Lidiando con una realidad mexicana

Hace muchos, pero muchos años existió en México una situación cultural conocida como machismo en la cual, el hombre era el máxime en la sociedad y en todos los demás aspectos que regían la vida del hombre común y corriente... todo era idílicoya qu e las abnegadas amas de casa eran felices siendo golpeadas por los machos mexicanos que llegaban borrachos exigiendo una comida y una cerveza pa' continuar o para curársela... todo era maravilloso.

Hablando en serio, la peor parte de la cultura mexicana siempre ha sido ese gran "lugar" en el que nos hemos autocolocado los hombres creadores de esa sociedad que trabaja como él mismo quiere que trabaje. Omitiendo por completo a la mujer que es la unión entre todos los ámbitos posibles, y el principal de ellos: la familia.

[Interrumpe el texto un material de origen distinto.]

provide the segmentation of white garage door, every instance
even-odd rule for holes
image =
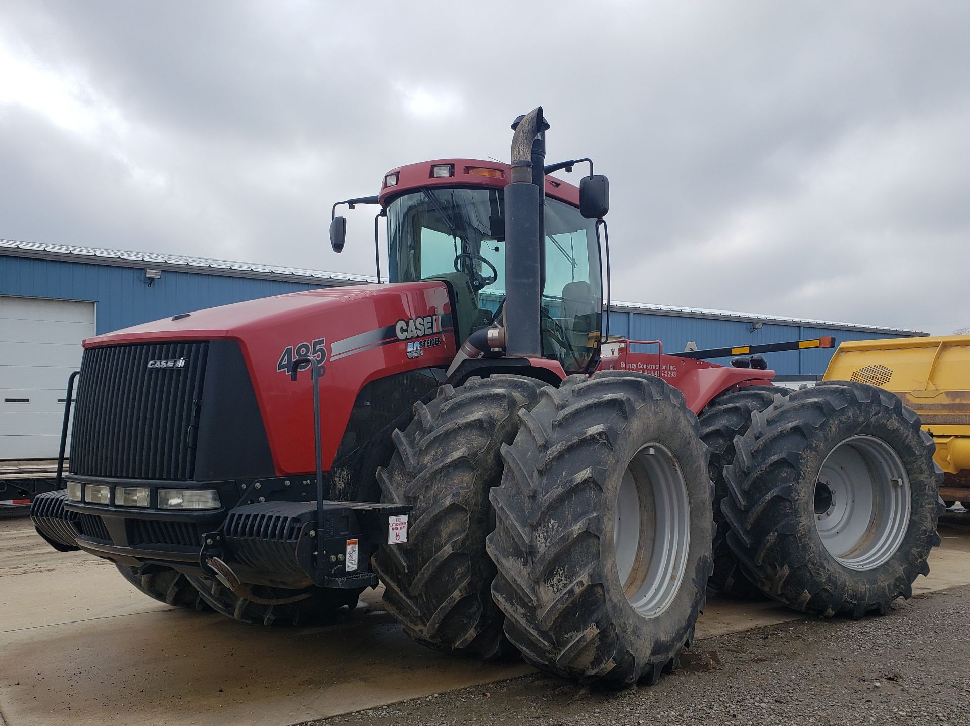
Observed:
[[[0,460],[56,458],[94,303],[0,295]]]

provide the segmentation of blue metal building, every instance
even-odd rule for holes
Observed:
[[[0,240],[0,460],[56,457],[64,386],[81,341],[149,320],[256,298],[372,282],[312,269]],[[614,302],[611,335],[666,352],[918,335],[912,331],[723,310]],[[651,348],[650,350],[656,350]],[[766,356],[781,376],[822,373],[828,350]]]
[[[155,276],[157,275],[157,276]],[[98,334],[180,312],[372,278],[313,269],[0,240],[0,296],[94,303]],[[842,340],[922,335],[916,331],[772,315],[614,302],[611,335],[660,339],[667,352],[823,335]],[[815,375],[831,351],[775,353],[781,375]]]

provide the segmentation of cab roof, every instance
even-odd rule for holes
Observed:
[[[436,176],[450,171],[448,175]],[[448,168],[448,169],[445,169]],[[395,167],[384,174],[380,185],[380,205],[386,207],[390,201],[401,194],[421,187],[465,186],[501,189],[508,183],[510,167],[493,159],[435,159],[417,164]],[[395,176],[397,174],[397,176]],[[393,182],[393,183],[388,183]],[[555,176],[546,176],[547,197],[579,206],[579,188]]]

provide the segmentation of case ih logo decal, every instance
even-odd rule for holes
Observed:
[[[320,368],[320,375],[325,369],[323,364],[327,362],[327,338],[317,338],[309,343],[297,343],[283,349],[279,362],[276,363],[276,371],[289,373],[290,366],[298,358],[311,358],[316,360],[317,367]],[[306,370],[307,363],[300,363],[300,370]]]
[[[423,337],[431,335],[433,332],[441,331],[440,315],[425,315],[423,318],[408,318],[399,320],[394,327],[394,332],[398,340],[407,340],[412,337]]]
[[[428,340],[419,340],[420,348],[408,346],[409,358],[420,358],[425,348],[433,348],[441,345],[443,338],[436,335],[440,332],[451,331],[451,313],[440,315],[423,315],[420,318],[402,318],[394,325],[384,328],[377,328],[373,331],[359,332],[356,335],[335,340],[330,344],[330,361],[336,363],[341,358],[355,356],[374,348],[380,348],[392,343],[400,343],[402,340],[411,340],[423,336],[435,335]],[[416,354],[416,355],[415,355]]]
[[[175,358],[168,361],[148,361],[149,368],[184,368],[185,359]]]

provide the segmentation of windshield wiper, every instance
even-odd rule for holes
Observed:
[[[576,258],[566,252],[566,248],[563,247],[563,245],[559,243],[559,240],[552,235],[546,235],[546,237],[549,237],[549,241],[556,245],[556,249],[563,253],[563,257],[568,260],[569,265],[571,265],[572,268],[575,269],[579,266],[579,263],[576,262]]]

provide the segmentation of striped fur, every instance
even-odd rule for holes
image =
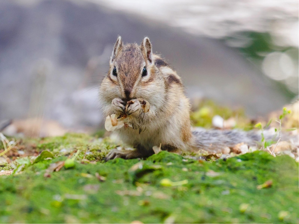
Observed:
[[[117,77],[112,74],[115,66]],[[144,67],[148,74],[142,77]],[[112,151],[108,159],[148,156],[154,153],[152,147],[160,144],[162,149],[172,151],[193,147],[190,104],[185,96],[181,78],[163,59],[152,54],[147,38],[140,45],[123,45],[119,38],[111,56],[109,71],[102,81],[99,93],[106,116],[123,113],[124,105],[132,99],[145,99],[150,106],[149,112],[144,113],[140,102],[133,99],[134,103],[128,110],[132,108],[130,113],[134,128],[121,128],[115,132],[137,150]]]

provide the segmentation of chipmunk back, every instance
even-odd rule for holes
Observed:
[[[106,159],[148,157],[152,147],[161,145],[169,151],[203,149],[218,151],[241,142],[249,145],[260,138],[260,133],[239,130],[192,132],[190,105],[180,77],[164,60],[152,53],[147,37],[140,45],[124,45],[117,39],[108,73],[101,84],[100,99],[106,116],[125,113],[132,118],[132,127],[114,131],[134,150],[111,150]],[[142,110],[143,102],[150,109]]]

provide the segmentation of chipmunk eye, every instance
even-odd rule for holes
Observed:
[[[147,69],[144,67],[143,68],[143,70],[142,70],[142,74],[141,75],[143,77],[144,76],[147,75]]]
[[[116,67],[115,66],[114,66],[114,68],[112,70],[112,74],[114,76],[117,76],[117,73],[116,72]]]

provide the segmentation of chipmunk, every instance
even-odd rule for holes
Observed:
[[[154,154],[153,147],[160,144],[162,150],[170,152],[200,149],[211,151],[241,142],[252,145],[260,140],[260,134],[253,132],[203,129],[192,131],[190,103],[181,79],[165,60],[153,53],[147,37],[139,45],[124,45],[118,37],[109,71],[100,87],[99,96],[104,115],[123,114],[125,110],[132,118],[132,128],[114,131],[136,149],[112,149],[106,160],[147,157]],[[150,104],[147,113],[142,109],[143,99]]]

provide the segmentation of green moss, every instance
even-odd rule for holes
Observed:
[[[233,110],[230,108],[219,106],[211,100],[206,100],[201,101],[197,108],[191,113],[190,117],[195,126],[206,128],[212,127],[212,120],[216,115],[220,116],[225,120],[234,118],[237,122],[234,127],[246,131],[253,128],[255,124],[251,123],[246,118],[244,110],[242,108]]]
[[[68,134],[35,140],[54,157],[0,177],[0,223],[299,223],[298,164],[288,156],[257,151],[209,162],[163,151],[145,160],[104,162],[116,146],[109,139]],[[78,149],[74,168],[44,176],[51,164]],[[165,178],[187,183],[164,187]],[[271,187],[257,188],[269,179]],[[287,212],[282,220],[282,211]]]

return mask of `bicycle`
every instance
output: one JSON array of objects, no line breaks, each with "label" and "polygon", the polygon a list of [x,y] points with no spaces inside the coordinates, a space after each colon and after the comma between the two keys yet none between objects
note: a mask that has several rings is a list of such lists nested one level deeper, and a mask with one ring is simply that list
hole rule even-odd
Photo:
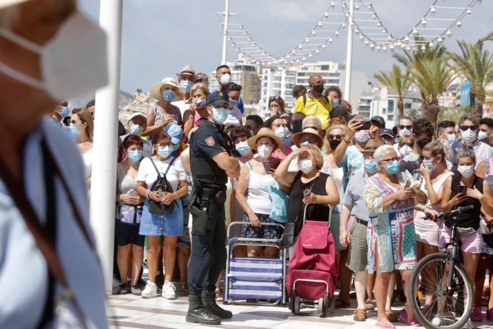
[{"label": "bicycle", "polygon": [[423,296],[428,296],[428,301],[431,300],[426,305],[426,298],[409,298],[415,317],[427,329],[462,328],[472,312],[473,285],[459,260],[456,220],[459,214],[473,207],[472,205],[459,207],[436,217],[451,227],[450,241],[439,252],[423,257],[411,273],[408,295],[418,296],[419,291]]}]

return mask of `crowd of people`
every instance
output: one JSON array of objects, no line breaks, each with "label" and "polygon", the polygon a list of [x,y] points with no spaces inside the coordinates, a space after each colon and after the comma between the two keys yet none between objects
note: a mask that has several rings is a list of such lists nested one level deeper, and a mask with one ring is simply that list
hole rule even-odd
[{"label": "crowd of people", "polygon": [[[270,97],[270,117],[264,120],[244,114],[242,87],[231,82],[229,68],[221,65],[216,72],[219,86],[210,90],[207,74],[186,66],[177,78],[166,77],[150,87],[156,102],[145,114],[136,112],[125,124],[119,123],[118,293],[167,299],[189,294],[194,216],[186,205],[196,183],[188,147],[197,129],[211,121],[229,136],[241,171],[226,183],[224,229],[232,222],[246,222],[243,237],[280,240],[288,223],[294,223],[299,234],[307,205],[331,206],[330,218],[326,207],[310,207],[307,217],[330,221],[340,273],[336,306],[350,306],[353,278],[356,321],[365,321],[367,312],[376,308],[381,328],[394,328],[392,323],[399,319],[418,325],[408,303],[396,314],[392,303],[415,297],[408,294],[412,270],[450,239],[450,228],[433,219],[473,205],[458,224],[465,232],[460,238],[463,263],[476,284],[470,319],[482,320],[485,276],[487,269],[493,269],[493,249],[481,234],[481,225],[493,223],[493,119],[478,121],[464,115],[458,122],[435,126],[426,119],[404,116],[389,129],[380,116],[352,114],[340,89],[325,85],[315,74],[308,88],[293,88],[292,109],[286,108],[281,96]],[[57,125],[67,126],[78,147],[89,190],[96,106],[91,102],[86,109],[70,111],[66,102],[50,113]],[[215,143],[211,138],[200,142],[206,147]],[[154,188],[158,183],[167,189]],[[273,211],[283,206],[282,215]],[[275,257],[279,252],[256,245],[238,246],[234,254]],[[143,263],[148,270],[146,283],[141,279]],[[214,300],[222,300],[221,279],[220,274],[214,279]],[[424,298],[431,302],[432,296],[425,293]],[[487,299],[487,318],[493,321],[493,298]],[[219,317],[230,317],[213,301],[204,305]]]}]

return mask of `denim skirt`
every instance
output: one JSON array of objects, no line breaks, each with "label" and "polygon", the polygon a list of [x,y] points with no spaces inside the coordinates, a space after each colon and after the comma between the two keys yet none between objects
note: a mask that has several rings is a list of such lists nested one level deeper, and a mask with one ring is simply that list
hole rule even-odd
[{"label": "denim skirt", "polygon": [[175,200],[173,212],[171,214],[151,214],[149,212],[149,199],[145,199],[139,234],[181,236],[183,231],[183,210],[179,198]]}]

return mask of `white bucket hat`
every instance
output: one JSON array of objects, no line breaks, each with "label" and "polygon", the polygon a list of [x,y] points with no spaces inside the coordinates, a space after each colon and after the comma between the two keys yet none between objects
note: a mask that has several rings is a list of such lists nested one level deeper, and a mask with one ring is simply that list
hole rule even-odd
[{"label": "white bucket hat", "polygon": [[165,77],[160,82],[155,83],[151,86],[150,88],[149,88],[151,96],[158,101],[160,101],[161,99],[161,87],[165,84],[174,87],[178,90],[178,92],[176,93],[177,99],[175,100],[181,100],[184,97],[185,90],[179,86],[176,79],[172,77]]},{"label": "white bucket hat", "polygon": [[0,0],[0,9],[23,2],[27,0]]}]

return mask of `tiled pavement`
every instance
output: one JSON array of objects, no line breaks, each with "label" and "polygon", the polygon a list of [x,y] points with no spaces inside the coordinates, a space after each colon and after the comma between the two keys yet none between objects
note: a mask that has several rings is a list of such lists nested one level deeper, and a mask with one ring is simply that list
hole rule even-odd
[{"label": "tiled pavement", "polygon": [[[354,305],[355,300],[351,301],[353,307],[355,306]],[[370,317],[366,322],[355,322],[352,320],[354,308],[336,310],[333,316],[322,319],[316,314],[316,311],[310,309],[306,309],[306,315],[296,316],[287,307],[221,304],[224,308],[233,312],[233,318],[223,320],[222,325],[219,327],[207,326],[189,324],[185,321],[185,315],[188,309],[187,297],[181,297],[175,300],[167,300],[160,296],[144,299],[132,294],[113,295],[108,297],[107,304],[108,321],[111,328],[186,329],[214,327],[225,329],[363,329],[373,328],[376,321],[376,312],[374,311],[369,313]],[[402,307],[398,308],[402,309]],[[305,310],[302,311],[304,312]],[[493,329],[493,322],[486,320],[482,323],[474,323],[477,328]],[[396,324],[398,329],[416,328],[407,326],[403,324]]]}]

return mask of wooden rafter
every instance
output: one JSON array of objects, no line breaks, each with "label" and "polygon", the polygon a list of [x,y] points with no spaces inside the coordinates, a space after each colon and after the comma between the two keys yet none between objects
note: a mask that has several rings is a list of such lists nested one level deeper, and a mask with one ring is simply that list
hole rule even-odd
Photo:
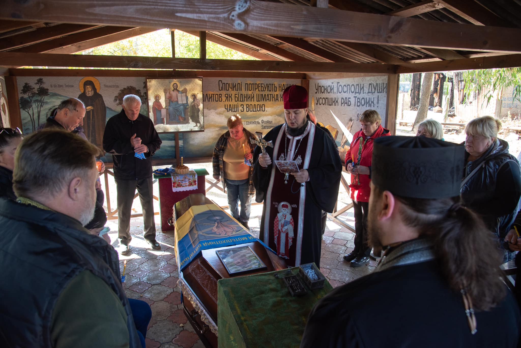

Es cierto que se ha mantenido una clara distinición entre las actividades realizadas entre un sexo y otro (hasta hace poco se empezó a tener una cultura más educada de igualdad de géneros); por ejemplo hace años las labores de una abnegada madre eran entre otras tener a la familia en comunión, educar a los hijos, hacer las labores del hogar, atender al marido cada vez que llegaba borracho, y si bien le iba, mantener a la familia con un trabajo en el que no ganaba ni lo que el susodicho amante se gastaba en una briaga. Comparando esta realidad, que se ve tan lejana, con una actual nos sorprendería la gran similitud de cosas que aún prevalecen. Sin ir más lejos, ¿cuántas mujeres son el primer sustento de una familia deshecha?, ¿cuántas de ellas tienen que mantener a un marido prángana? En verdad no ha cambiado mucho la realidad machista de esta sociedad intransigente.

Una manera de parar esto es darle deberes a los hombres, pero no cuando ya están grandes porque como dice el dicho: "Árbol torcido jamás su tronco endereza"; sino que hay que enseñar desde pequeños a los hijos que ambos son iguales: hombre y mujer por igual. ¿Por qué no ponerlos a realizar un poco de quehacer? Una cosa que siempre he dicho, la mujer se queja de una sociedad machista, cuando es ella la que hace a los machos. Bueno me voy porque tengo que lavar trastes.